Bernard Léchot, swissinfo.ch

«L’Antiquité au cinéma. Vérités, légendes et manipulations», Nouveau Monde Editions.

Un livre d’Hervé Dumont, avec la collaboration de Jacqueline Dumont, préfacé par Jean Tulard.

688 pages au format A4, avec 810 photos et reproductions d’affiches rares.

Une documentation sur 2200 films, dramatiques et téléfilms internationaux réalisés entre 1896 et 2008.

1943. Hervé Dumont est né en 1943.

Lettres. Docteur ès Lettres, il travaille dans l’édition, puis enseigne dans un lycée lausannois.

Cinémathèque. En 1996, il succède à Freddy Buache à la tête de la Cinémathèque suisse, qu’il quitte en 2006.

Auteur. Hervé Dumont est l’auteur de plusieurs publications sur l’histoire du cinéma, dont «l’Histoire du cinéma suisse» en trois volumes et «Napoléon et le cinéma – un siècle d’images».

20 octobre à 20h: soirée spéciale à la salle Paderewski pour la sortie du livre d’Hervé Dumont, avec la projection de «Faraon», introduit par Hervé Dumont.

23 octobre à 20h30: au Cinématographe, Hervé Dumont présente «The Fall of the Roman Empire».

Peplon. «Peplum» est un mot latin emprunté au mot grec ancien «peplon» signifiant «tunique».

Fifties.
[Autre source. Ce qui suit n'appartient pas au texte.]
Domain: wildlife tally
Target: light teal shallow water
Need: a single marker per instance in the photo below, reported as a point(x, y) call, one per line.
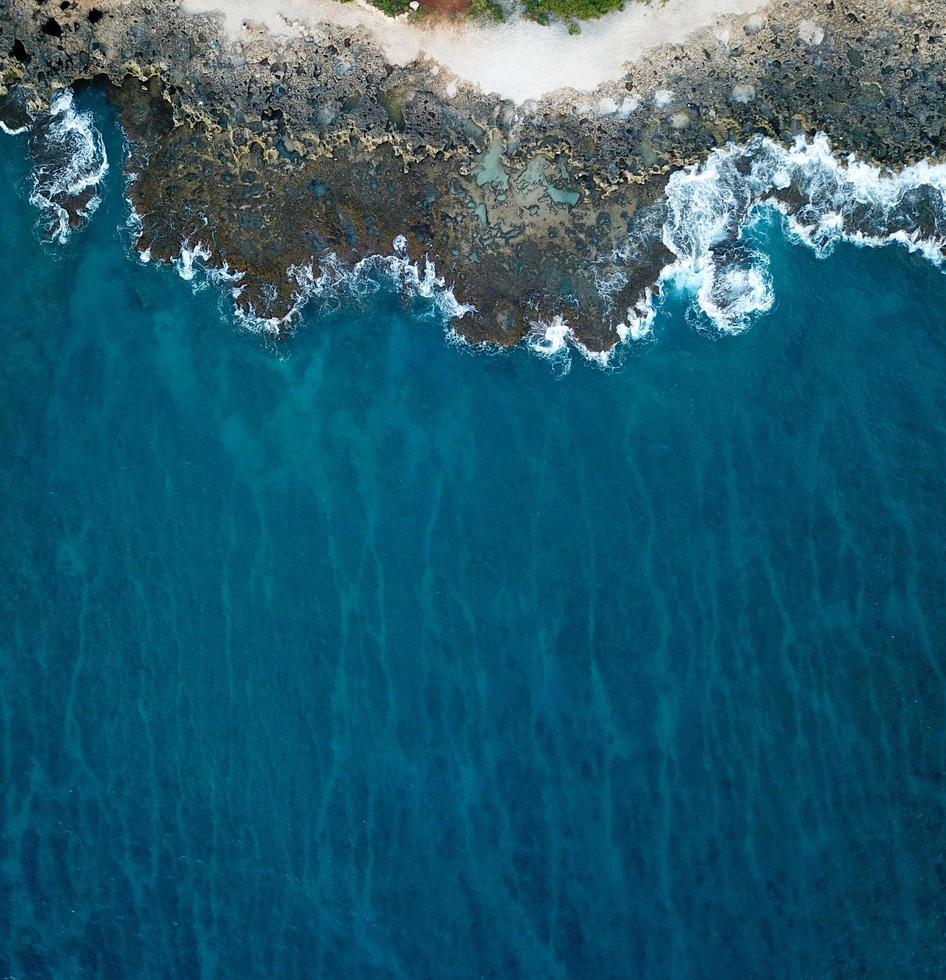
point(371, 657)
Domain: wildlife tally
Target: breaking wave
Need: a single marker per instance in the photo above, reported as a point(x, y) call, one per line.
point(824, 200)
point(332, 283)
point(702, 221)
point(70, 164)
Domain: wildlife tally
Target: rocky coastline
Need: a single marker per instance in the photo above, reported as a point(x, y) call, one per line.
point(277, 152)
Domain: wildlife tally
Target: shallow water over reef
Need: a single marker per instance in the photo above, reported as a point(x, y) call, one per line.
point(368, 656)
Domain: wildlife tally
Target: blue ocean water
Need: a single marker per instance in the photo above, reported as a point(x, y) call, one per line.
point(364, 656)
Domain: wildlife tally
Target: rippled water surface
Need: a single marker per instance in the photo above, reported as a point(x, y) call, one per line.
point(371, 657)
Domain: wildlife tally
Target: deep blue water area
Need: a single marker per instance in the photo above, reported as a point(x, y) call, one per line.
point(364, 656)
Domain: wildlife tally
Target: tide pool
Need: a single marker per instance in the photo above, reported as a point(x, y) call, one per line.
point(363, 655)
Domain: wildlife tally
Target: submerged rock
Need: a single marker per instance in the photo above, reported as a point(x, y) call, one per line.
point(310, 150)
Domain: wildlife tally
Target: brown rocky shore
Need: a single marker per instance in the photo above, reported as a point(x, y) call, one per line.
point(278, 151)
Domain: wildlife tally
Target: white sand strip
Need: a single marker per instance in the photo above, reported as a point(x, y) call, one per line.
point(519, 60)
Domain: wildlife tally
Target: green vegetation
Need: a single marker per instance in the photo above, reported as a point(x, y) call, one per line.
point(392, 7)
point(486, 10)
point(544, 11)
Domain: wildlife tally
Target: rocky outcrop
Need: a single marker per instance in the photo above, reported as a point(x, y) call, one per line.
point(277, 152)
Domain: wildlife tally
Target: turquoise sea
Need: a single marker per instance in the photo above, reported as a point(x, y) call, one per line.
point(365, 656)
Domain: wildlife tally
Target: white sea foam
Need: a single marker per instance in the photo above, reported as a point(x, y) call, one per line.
point(555, 340)
point(825, 200)
point(72, 163)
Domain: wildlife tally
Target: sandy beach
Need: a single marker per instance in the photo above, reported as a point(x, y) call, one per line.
point(519, 60)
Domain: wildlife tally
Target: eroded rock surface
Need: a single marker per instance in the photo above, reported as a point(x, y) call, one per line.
point(276, 152)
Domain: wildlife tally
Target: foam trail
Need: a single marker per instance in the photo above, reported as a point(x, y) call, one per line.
point(334, 281)
point(71, 162)
point(825, 200)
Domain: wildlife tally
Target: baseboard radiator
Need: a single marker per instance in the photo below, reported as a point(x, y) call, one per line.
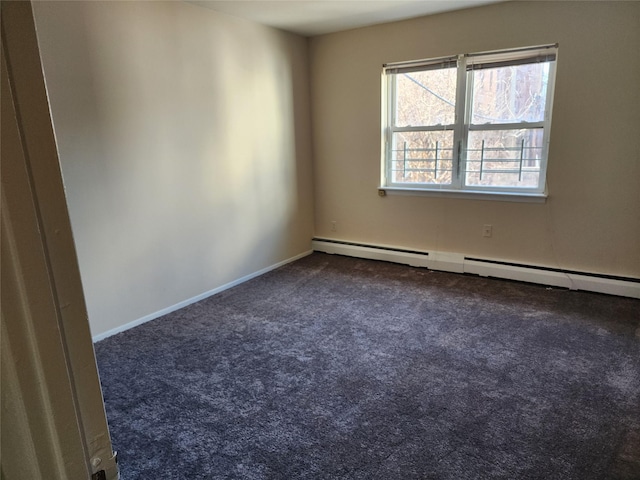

C’est à partir du milieu des années 50 qu’il commence à désigner un genre cinématographique, la reconstitution de l’Antiquité – Rome, Grèce, Egypte, récits bibliques.

La Tunique. Le terme «Péplum» est vraisemblablement une référence au film «La Tunique» d’Henry Koster (1953), adapté du roman éponyme de Lloyd C. Douglas (paru en 1942): l’histoire du tribun militaire romain Marcellus, qui dirigeait l’unité romaine chargé de crucifixion de Jésus.